On Tue, 01/20 13:48, Michael Kerrisk (man-pages) wrote:
> Hello Fam Zheng,
>
> I know this API has been through a number of iterations, and there were
> discussions about the design that led to it becoming more complex.
> But, let us assume that someone has not seen those discussions,
> or forgotten them, or is too lazy to go hunting list archives.
>
> Then: this patch series should somewhere have an explanation of
> why the API is what it is, ideally with links to previous relevant
> discussions. I see that you do part of that in
>
> [PATCH RFC 5/6] epoll: Add implementation for epoll_mod_wait
>
> There are however no links to previous discussions in that mail (I guess
> http://thread.gmane.org/gmane.linux.kernel/1861430/focus=91591 is most
> relevant, nor is there any sort of change log in the commit message
> that explains the evolution of the API. Having those would ease the
> task of reviewers.
>
> Coming back to THIS mail, this man page should also include an
> explanation of why the API is what it is. That would include much
> of the detail from the 5/6 patch, and probably more info besides.
>
> Some specific points below.
>
> On 01/20/2015 10:57 AM, Fam Zheng wrote:
> > This adds a new system call, epoll_mod_wait. It's described as below:
> >
> > NAME
> > epoll_mod_wait - modify and wait for I/O events on an epoll file
> > descriptor
> >
> > SYNOPSIS
> >
> > int epoll_mod_wait(int epfd, int flags,
> > int ncmds, struct epoll_mod_cmd *cmds,
> > struct epoll_wait_spec *spec);
> >
> > DESCRIPTION
> >
> > The epoll_mod_wait() system call can be seen as an enhanced combination
> > of several epoll_ctl(2) calls, which are followed by an epoll_pwait(2)

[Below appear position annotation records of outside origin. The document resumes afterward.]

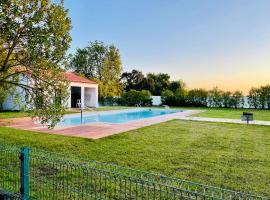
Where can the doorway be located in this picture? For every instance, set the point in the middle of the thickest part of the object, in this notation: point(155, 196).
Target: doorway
point(75, 95)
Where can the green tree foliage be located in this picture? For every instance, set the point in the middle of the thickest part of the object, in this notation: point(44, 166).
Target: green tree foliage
point(237, 99)
point(134, 97)
point(215, 97)
point(161, 82)
point(34, 38)
point(254, 98)
point(155, 83)
point(197, 97)
point(102, 63)
point(132, 80)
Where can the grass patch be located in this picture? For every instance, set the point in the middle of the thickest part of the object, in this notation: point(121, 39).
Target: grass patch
point(233, 113)
point(13, 114)
point(228, 155)
point(18, 114)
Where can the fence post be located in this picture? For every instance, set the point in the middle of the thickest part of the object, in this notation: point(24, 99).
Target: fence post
point(24, 173)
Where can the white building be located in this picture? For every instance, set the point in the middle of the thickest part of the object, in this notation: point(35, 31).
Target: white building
point(82, 92)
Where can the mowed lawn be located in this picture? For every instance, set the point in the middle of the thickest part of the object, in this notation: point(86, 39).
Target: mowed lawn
point(17, 114)
point(227, 155)
point(233, 113)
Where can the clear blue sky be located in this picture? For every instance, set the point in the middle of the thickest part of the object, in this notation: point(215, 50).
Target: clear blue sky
point(206, 43)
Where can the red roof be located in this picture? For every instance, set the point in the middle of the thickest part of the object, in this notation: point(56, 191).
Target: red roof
point(71, 77)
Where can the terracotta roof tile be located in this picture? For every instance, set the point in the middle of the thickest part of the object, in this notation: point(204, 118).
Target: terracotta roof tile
point(76, 78)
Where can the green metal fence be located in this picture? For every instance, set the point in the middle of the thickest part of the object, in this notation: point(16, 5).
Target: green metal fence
point(36, 174)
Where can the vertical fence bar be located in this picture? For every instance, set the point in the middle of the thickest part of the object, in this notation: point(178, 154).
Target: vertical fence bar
point(24, 173)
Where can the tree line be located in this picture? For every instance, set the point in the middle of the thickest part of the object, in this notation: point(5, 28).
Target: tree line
point(102, 63)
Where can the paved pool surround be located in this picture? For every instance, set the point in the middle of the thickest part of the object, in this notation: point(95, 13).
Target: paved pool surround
point(94, 130)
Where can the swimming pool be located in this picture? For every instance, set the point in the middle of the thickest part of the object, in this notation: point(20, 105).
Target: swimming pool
point(114, 117)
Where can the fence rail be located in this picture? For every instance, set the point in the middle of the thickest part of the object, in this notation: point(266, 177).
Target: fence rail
point(37, 174)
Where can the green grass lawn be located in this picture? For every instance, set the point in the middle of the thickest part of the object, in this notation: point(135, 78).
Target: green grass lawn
point(234, 113)
point(18, 114)
point(13, 114)
point(229, 155)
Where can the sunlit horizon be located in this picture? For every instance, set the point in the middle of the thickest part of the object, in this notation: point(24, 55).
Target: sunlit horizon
point(204, 43)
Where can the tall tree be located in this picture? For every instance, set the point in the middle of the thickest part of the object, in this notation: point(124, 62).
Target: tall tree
point(34, 38)
point(102, 63)
point(254, 98)
point(161, 82)
point(132, 80)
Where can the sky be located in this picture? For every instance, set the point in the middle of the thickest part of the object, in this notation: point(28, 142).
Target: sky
point(224, 43)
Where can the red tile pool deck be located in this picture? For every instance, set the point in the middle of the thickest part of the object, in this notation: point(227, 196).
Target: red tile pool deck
point(94, 130)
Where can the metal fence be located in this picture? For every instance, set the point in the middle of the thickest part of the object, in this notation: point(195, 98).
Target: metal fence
point(36, 174)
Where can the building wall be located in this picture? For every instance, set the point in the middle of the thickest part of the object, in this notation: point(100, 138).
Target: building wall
point(10, 103)
point(89, 90)
point(89, 94)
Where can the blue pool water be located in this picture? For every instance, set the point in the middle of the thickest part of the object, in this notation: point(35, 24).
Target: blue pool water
point(115, 117)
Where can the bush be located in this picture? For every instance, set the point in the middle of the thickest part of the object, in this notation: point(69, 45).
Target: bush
point(171, 99)
point(134, 97)
point(108, 101)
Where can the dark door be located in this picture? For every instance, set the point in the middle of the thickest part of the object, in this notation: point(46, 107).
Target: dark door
point(75, 95)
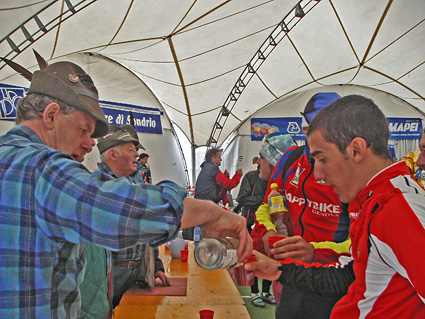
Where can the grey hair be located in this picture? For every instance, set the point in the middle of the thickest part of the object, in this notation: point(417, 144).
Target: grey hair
point(33, 105)
point(350, 117)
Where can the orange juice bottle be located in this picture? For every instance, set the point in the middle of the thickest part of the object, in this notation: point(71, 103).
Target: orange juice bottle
point(278, 211)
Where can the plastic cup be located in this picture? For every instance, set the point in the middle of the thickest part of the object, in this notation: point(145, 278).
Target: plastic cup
point(245, 277)
point(206, 314)
point(273, 239)
point(175, 246)
point(184, 254)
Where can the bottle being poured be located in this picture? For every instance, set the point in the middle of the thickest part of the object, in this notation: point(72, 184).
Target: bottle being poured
point(217, 253)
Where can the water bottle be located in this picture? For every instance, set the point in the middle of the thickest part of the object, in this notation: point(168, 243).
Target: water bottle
point(217, 253)
point(197, 234)
point(278, 211)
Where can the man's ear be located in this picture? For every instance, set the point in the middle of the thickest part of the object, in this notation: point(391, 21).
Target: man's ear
point(49, 114)
point(358, 149)
point(113, 154)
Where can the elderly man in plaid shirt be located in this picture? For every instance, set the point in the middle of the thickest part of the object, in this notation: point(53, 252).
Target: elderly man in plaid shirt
point(50, 204)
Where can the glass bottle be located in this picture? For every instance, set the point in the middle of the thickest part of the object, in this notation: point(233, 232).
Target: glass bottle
point(217, 253)
point(197, 234)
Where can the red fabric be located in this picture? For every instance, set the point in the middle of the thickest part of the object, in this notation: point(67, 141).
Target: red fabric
point(228, 183)
point(388, 261)
point(318, 218)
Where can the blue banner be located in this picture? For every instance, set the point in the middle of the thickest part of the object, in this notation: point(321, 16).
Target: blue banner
point(269, 125)
point(405, 128)
point(146, 119)
point(400, 128)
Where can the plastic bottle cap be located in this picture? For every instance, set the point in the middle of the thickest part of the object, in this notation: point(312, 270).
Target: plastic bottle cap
point(251, 259)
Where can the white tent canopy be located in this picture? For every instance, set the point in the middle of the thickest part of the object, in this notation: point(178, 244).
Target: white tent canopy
point(210, 65)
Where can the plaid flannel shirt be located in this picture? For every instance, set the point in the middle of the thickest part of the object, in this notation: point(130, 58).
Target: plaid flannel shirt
point(49, 205)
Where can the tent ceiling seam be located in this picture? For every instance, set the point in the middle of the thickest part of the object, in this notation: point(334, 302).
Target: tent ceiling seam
point(22, 7)
point(186, 98)
point(55, 43)
point(122, 23)
point(394, 41)
point(375, 34)
point(184, 17)
point(344, 31)
point(396, 81)
point(284, 27)
point(264, 84)
point(202, 16)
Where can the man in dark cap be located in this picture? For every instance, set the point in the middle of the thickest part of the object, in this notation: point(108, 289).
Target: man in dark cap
point(51, 204)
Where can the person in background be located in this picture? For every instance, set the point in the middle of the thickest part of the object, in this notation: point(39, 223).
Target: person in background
point(315, 215)
point(348, 140)
point(251, 194)
point(145, 169)
point(52, 205)
point(118, 152)
point(210, 182)
point(255, 164)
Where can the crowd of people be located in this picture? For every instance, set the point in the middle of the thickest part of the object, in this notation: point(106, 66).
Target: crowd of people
point(74, 241)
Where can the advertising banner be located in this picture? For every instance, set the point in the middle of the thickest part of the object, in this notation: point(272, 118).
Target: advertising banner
point(146, 119)
point(400, 128)
point(405, 128)
point(269, 125)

> > call. It is superior in two cases:
> >
> > 1) When epoll_ctl(2) are followed by epoll_wait(2), using epoll_mod_wait
> > will save context switches between user mode and kernel mode;
> >
> > 2) When you need higher precision than microsecond for wait timeout.
>
> s/microsecond/millisecond/
Yes, thanks for pointing out.
> > if all the commands are successfully executed (all the error fields are
> > set to 0), events are polled.
>
> Does the operation execute all commands, or stop when it encounters the first
> error? In other words, when looping over the returned 'error' fields, what
> is the termination condition for the user-space application?
>
> (Yes, I know I can trivially inspect the patch 5/6 to answer this question,
> but the man page should explicitly state this so that I don't have to
> read the source, and also because it is only if you explicitly document
> the intended behavior that I can tell whether the actual implementation
> matches the intention.)
>
> > The last parameter "spec" is a pointer to struct epoll_wait_spec, which
> > contains the information about how to poll the events. If it's NULL, this
> > call will immediately return after running all the commands in cmds.
> >
> > The structure is defined as below:
> >
> > struct epoll_wait_spec {
> >
> > /* The same as "maxevents" in epoll_pwait() */
> > int maxevents;
> >
> > /* The same as "events" in epoll_pwait() */
> > struct epoll_event *events;
> >
> > /* Which clock to use for timeout */
> > int clockid;
>
> Which clocks can be specified here?
> CLOCK_MONOTONIC?
> CLOCK_REALTIME?
> CLOCK_PROCESS_CPUTIME_ID?
> clock_getcpuclockid()?
> others?
At the moment we can limit it to CLOCK_MONOTONIC and CLOCK_REALTIME, I'm not
sure any application care about others. It's not checked in this series, but
should be done in v2.
>
> > /* Maximum time to wait if there is no event */
> > struct timespec timeout;
>
> Is this timeout relative or absolute?
Relative. I'll document it. Absolute timeout can be added later with new flags.
>
> > /* The same as "sigmask" in epoll_pwait() */
> > sigset_t *sigmask;
>
> I just want to confirm here that 'sigmask' can be NULL, meaning
> that we degenerate to epoll_wait() functionality, right?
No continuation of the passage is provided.